Кин осторожно тронула Ринриетту за самый кончик свисающей косы, перетянутой строгой серой лентой.
— Ты ведь не очень-то хорошо его знаешь, да?
— Я видела его два или три раза в жизни, да и те нельзя было назвать приятными встречами. Это было уже тут, в Аретьюзе. Каждый раз он прибывал ночью, украдкой, швартуясь к острову на шлюпке, точно вор. Боялся, что его корабль разглядят островные гомункулы и натравят береговую охрану. Это было так… жалко. Я даже не помню толком его лица. Помню лишь, что он ужасный неряха и от него несет дрянным табаком и смолой…
— Ты — его внучка.
Ринриетта тяжело задышала через нос.
— Я — его балласт. Ты просто плохо знаешь пиратов, Кин. Для них все люди — балласт. Как и воспоминания, как принципы, как обещания. Когда они улепетывают от судов береговой охраны, то сбрасывают балласт, чтоб побыстрее набрать высоту и оторваться. Восточный Хуракан давно сбросил все, что связывало его с землей. Сперва привычки, потом дом, потом друзей. Потом моих родителей, когда они были еще живы. Ну и меня заодно. Когда мы встречались — под покровом ночи, словно воры — то оба чувствовали только усталость и смущение. Нам нечего было сказать друг другу, Кин. Мне нечего было рассказать ему о жизни на твердой земле. А ему нечего было передать мне о небе. Поэтому он передавал золото — по мешочку за каждый семестр обучения в Аретьюзе. Да и то, от золота я стремилась поскорее избавиться, слишком уж лезли в голову мысли о том, какими путями он его заработал…

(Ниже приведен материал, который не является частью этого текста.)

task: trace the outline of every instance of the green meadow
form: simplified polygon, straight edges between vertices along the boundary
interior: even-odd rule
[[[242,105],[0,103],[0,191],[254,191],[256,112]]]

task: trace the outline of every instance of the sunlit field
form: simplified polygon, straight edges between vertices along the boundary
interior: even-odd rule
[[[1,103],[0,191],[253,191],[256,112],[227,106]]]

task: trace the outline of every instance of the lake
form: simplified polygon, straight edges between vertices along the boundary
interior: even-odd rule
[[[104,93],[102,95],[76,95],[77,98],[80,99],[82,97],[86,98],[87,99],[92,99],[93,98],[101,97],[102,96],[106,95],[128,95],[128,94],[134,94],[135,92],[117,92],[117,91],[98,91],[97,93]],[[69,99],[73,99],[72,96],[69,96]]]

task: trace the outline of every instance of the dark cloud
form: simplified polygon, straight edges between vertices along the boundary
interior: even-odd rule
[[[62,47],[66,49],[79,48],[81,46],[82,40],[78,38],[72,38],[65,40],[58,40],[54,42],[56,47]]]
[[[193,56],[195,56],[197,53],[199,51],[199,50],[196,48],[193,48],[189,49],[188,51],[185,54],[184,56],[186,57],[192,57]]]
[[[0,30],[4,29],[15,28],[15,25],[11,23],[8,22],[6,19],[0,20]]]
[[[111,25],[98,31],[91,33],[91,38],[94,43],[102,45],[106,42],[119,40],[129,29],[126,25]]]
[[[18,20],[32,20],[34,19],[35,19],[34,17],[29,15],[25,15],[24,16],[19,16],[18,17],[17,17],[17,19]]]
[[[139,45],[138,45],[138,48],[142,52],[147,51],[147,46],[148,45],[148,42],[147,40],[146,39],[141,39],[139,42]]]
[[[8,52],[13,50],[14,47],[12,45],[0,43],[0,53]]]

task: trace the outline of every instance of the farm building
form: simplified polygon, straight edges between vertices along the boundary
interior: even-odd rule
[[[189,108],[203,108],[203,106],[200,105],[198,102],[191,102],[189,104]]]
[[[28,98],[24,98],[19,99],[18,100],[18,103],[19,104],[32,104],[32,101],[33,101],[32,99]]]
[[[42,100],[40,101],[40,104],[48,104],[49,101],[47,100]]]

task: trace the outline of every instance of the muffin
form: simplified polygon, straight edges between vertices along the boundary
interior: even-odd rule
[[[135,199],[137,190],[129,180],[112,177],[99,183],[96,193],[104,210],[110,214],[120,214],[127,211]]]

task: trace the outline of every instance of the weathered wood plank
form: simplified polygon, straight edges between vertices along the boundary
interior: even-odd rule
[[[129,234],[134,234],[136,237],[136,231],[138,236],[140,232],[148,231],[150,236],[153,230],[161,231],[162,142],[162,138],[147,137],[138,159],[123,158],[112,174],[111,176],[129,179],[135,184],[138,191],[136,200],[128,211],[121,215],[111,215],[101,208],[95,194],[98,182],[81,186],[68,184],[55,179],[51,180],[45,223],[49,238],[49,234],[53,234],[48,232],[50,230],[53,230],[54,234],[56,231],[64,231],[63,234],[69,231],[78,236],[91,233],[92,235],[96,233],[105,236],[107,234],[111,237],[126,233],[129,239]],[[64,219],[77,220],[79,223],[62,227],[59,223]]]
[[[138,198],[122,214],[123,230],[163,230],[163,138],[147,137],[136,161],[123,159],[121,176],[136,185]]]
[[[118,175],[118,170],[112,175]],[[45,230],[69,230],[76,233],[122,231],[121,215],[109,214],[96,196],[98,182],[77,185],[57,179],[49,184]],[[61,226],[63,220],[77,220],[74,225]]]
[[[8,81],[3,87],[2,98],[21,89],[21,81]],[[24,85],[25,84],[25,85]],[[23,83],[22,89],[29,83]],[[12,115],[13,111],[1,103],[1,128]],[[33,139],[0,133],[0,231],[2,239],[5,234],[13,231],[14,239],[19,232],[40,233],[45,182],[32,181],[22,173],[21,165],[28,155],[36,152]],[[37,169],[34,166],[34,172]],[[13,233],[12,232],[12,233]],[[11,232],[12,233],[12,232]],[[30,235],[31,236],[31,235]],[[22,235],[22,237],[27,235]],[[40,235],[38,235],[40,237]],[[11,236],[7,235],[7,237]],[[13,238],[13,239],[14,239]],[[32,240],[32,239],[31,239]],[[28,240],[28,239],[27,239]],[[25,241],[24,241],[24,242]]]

— Восточный Хуракан, — Киндерли с явным удовольствием произнесла это имя, не заметив, как напрягается спина Ринриетты, — Кажется, я слышала о нем что-то или читала.
— Не думаю. Мой дед — последний человек в небесном океане, в котором можно заподозрить благородного грабителя. Смотри, Кин, никак корабль?..
Подходящая возможность переменить тему разговора попалась как никогда кстати. На западной части небосвода, где облаков было меньше, и в самом деле угадывалось какое-то смутное движение, точно какая-то упрямая рыбина перла напролом через густую облачность. В окрестностях острова корабли появлялись нечасто, лишь для того, чтоб выгрузить провиант и забрать в Унию выпускников. Ринриетта знала, что когда-нибудь корабль явится и за ней. Но сейчас, за полгода до получения диплома?.. Разве что кто-то сбился с курса и теперь, разглядывая шпили Аретьюзы, тщетно пытается понять, куда же его занесло. Иногда Ринриетта мысленно задавала этот вопрос и себе.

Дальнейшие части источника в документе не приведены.